The working conditions of wrestlers are simply harrowing even relative to mainstream capitalist standards and 2008’s Oscar contender The Wrestler seemed something of an inevitability. The image of an ageing former star, a shambling physical wreck who must continue to soak up dwindling revenue from their withering nostalgia cache is very familiar to any fan.
Here is the dirty underbelly of professional wrestling as a result of its centralisation in the 1980s and its operation outside even the most basic employment rights.
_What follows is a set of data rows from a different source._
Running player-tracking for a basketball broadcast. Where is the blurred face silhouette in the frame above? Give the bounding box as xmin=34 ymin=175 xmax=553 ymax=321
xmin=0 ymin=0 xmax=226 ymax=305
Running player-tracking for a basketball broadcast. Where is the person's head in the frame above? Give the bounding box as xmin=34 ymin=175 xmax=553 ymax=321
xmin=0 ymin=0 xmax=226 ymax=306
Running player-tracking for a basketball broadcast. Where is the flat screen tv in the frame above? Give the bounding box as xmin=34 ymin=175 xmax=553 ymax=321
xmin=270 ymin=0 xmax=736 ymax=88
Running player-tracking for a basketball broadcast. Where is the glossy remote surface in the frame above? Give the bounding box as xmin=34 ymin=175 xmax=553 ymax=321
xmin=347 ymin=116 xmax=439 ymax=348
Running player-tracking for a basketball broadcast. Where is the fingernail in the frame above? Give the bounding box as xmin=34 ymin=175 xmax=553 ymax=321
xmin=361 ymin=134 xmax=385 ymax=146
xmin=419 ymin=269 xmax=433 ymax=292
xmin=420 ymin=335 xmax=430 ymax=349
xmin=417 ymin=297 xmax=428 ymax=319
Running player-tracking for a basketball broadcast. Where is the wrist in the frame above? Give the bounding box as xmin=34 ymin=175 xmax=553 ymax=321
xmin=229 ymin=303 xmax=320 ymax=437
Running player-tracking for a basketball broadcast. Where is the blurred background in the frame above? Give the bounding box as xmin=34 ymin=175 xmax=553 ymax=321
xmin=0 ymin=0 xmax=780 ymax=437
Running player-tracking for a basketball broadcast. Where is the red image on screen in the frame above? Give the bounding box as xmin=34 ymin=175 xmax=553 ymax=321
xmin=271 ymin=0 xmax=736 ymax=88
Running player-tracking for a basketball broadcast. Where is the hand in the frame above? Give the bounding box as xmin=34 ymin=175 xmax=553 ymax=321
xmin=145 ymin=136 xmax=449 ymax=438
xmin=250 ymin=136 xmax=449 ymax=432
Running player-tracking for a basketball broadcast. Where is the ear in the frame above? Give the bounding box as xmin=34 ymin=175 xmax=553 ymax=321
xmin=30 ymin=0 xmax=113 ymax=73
The narrative placed on top of this in the WWF’s storylines was something of an ahistorical morality play.
Hulk Hogan is perhaps one of the top five pop culture icons on the 1980’s in an absolute sense. Everyone who lived through that time surely knows who he is and McMahon’s crossover dream came to be. The line between heroes (babyfaces or faces) and villains (heels) was starkly drawn. Hulk Hogan didn’t cheat, he beat everybody fair and square, he was a role model and a proud American patriot, brave and seemingly invincible. He stood up to bullies and people much bigger than him such as King Kong Bundy and Andre the Giant. His most interesting opponent in this period ideologically was ‘The Million Dollar Man’ Ted Dibiase.
Dibiase was a constant perennial thorn in the side of Hogan. He cheated all the time and judging by his actions he could never beat Hogan in a fair match. The WWF title was vacated when he paid Andre the Giant to beat Hogan with help by Dibiase, so that the title could be handed over to Dibiase afterwards. He would later just buy his own title, the wildly opulent Million Dollar Belt.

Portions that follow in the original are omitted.